Images from the naive approach

shift: (5, 2), (12, 3), time: 22.7s

shift: (-3, 2), (3, 2), time: 21.2s

shift: (3, 3), (6, 3), time: 20.8s

Pyramid approach

For high resolution images, exhaustive search becomes computationally expensive as the search soace grows quadratically. An $$[-15, 15] \times [-15, 15]$$ would require 225 computationally expensive vector operations, which is expensive in terms of computation. Course-to-fine approach is the goal of image pyramids. They start with a low-res version of the image (down sampled, or rescaled in my case) of the image to find approximate alignment on the low-res image, then refine at higher resolutions with smaller search spaces. As you can see, these are hyper-parameters that I had to choose during development.
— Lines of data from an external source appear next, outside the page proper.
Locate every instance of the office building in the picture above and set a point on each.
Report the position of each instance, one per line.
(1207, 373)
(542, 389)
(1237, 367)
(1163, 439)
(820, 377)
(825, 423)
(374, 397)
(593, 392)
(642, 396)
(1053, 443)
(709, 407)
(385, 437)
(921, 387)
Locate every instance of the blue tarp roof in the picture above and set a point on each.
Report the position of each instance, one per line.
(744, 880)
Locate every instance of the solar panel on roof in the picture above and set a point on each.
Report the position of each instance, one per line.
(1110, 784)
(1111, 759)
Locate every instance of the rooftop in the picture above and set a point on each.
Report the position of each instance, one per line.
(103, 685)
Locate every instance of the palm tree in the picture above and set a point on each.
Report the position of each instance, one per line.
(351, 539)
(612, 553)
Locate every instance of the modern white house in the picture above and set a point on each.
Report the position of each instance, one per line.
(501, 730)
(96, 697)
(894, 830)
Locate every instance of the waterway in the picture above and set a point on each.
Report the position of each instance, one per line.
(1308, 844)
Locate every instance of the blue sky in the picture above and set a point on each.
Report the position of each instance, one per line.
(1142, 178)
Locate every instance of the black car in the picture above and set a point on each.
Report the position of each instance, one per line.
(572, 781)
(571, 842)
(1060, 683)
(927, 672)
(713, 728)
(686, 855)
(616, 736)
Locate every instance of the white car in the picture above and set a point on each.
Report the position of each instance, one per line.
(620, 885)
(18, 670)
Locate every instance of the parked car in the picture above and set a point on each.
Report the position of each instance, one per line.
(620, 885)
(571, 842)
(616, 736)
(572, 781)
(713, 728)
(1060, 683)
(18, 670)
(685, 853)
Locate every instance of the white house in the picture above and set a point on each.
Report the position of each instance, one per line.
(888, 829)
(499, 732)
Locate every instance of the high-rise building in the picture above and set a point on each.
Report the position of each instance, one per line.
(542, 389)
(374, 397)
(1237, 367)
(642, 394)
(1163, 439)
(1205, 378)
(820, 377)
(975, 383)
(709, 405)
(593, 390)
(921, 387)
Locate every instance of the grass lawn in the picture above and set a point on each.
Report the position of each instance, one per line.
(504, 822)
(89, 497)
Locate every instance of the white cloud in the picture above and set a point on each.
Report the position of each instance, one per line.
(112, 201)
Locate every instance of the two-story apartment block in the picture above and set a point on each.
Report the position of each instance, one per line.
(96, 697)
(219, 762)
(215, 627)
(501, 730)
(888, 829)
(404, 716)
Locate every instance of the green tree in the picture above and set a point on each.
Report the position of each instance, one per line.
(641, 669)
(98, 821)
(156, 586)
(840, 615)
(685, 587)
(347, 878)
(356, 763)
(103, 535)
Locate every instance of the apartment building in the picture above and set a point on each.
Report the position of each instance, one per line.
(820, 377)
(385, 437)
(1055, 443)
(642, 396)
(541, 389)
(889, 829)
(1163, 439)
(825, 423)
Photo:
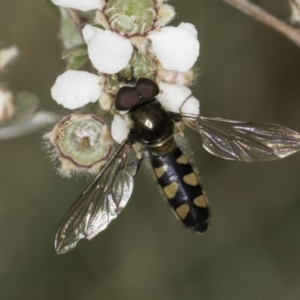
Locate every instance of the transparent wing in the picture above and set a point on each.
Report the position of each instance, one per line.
(242, 140)
(100, 203)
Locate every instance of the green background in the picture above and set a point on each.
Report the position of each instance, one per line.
(252, 248)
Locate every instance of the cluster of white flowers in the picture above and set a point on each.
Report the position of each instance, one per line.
(131, 34)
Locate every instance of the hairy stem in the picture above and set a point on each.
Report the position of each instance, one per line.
(262, 16)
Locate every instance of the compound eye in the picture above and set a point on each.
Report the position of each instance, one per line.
(147, 88)
(126, 98)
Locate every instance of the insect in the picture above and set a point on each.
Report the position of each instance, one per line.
(153, 127)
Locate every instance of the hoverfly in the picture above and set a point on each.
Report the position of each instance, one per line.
(153, 127)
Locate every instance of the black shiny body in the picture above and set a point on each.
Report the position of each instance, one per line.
(153, 126)
(151, 123)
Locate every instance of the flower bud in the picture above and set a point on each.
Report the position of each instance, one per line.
(82, 143)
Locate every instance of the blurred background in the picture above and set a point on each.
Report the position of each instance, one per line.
(252, 248)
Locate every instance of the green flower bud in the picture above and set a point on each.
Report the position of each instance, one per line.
(82, 143)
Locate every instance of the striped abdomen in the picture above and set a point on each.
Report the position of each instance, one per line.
(182, 188)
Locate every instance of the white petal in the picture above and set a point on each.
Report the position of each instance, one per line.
(178, 98)
(89, 32)
(74, 89)
(177, 48)
(119, 129)
(190, 27)
(83, 5)
(191, 106)
(108, 51)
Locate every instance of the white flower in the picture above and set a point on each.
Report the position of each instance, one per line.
(108, 51)
(83, 5)
(177, 48)
(74, 89)
(119, 129)
(178, 99)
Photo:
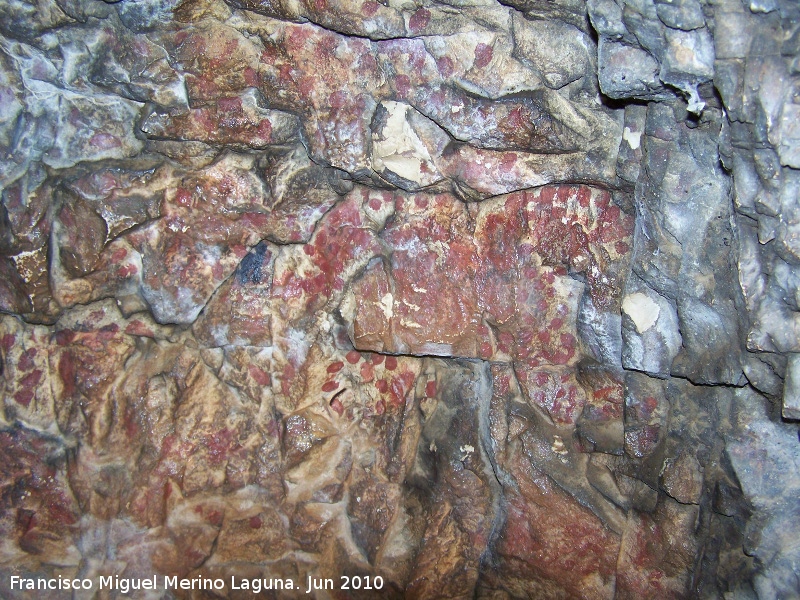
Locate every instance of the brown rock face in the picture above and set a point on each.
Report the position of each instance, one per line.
(358, 299)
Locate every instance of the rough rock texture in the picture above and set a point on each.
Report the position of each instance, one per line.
(465, 299)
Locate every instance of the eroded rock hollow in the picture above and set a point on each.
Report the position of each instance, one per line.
(460, 299)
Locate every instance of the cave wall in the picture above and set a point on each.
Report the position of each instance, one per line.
(487, 300)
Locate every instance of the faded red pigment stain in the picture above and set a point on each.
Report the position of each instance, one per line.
(419, 20)
(260, 376)
(329, 386)
(483, 55)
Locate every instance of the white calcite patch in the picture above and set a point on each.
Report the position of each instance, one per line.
(642, 310)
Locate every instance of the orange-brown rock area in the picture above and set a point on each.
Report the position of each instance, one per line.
(468, 299)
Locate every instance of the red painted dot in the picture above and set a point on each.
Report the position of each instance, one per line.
(329, 386)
The recursive algorithm I developed recursively downsampled the image by 2 until the dimensions of both axes were smaller that 300. On the base case, I ran the naive algorithm on the lowest resolution image, which results in a shift of (i, j). This is a bottom up recursive approach, so on the higher level of the recursive stack, we have a image twice the size of the current image, so the shift should be multiplied by 2 as well (2i, 2j) and (2i, 2j) is the start of the search at the higher level. And basically from one level above of the base level, I created the same search function for higher resolution images with a way smaller search space ($$[-2, 2] \times [-2, 2]$$ was the most time efficient with best resolution images) and ran the exhaustive search on a smaller search space than before with the same normalized mutual information metric. I repeated this for all levels recursively, until this bottom up recursive solution came back to upper most level with a good alignment. Apart from a python misconception (basically I was trying to multiply the shift tuple by two at higher levels of recursion but apparently it appends a copy to the tuple of the same tuple), I didn't really come across a big challange. I also processed the initially cropped images for noise reduction. However, at the end, the top and left sides of most images had color misalignment. In order to fix that, I cropped 10 percent from the top and left sides after processing with this recursive pyramid approach. Under the images, the caption reads the shift required for green to align to blue and red to align to blue.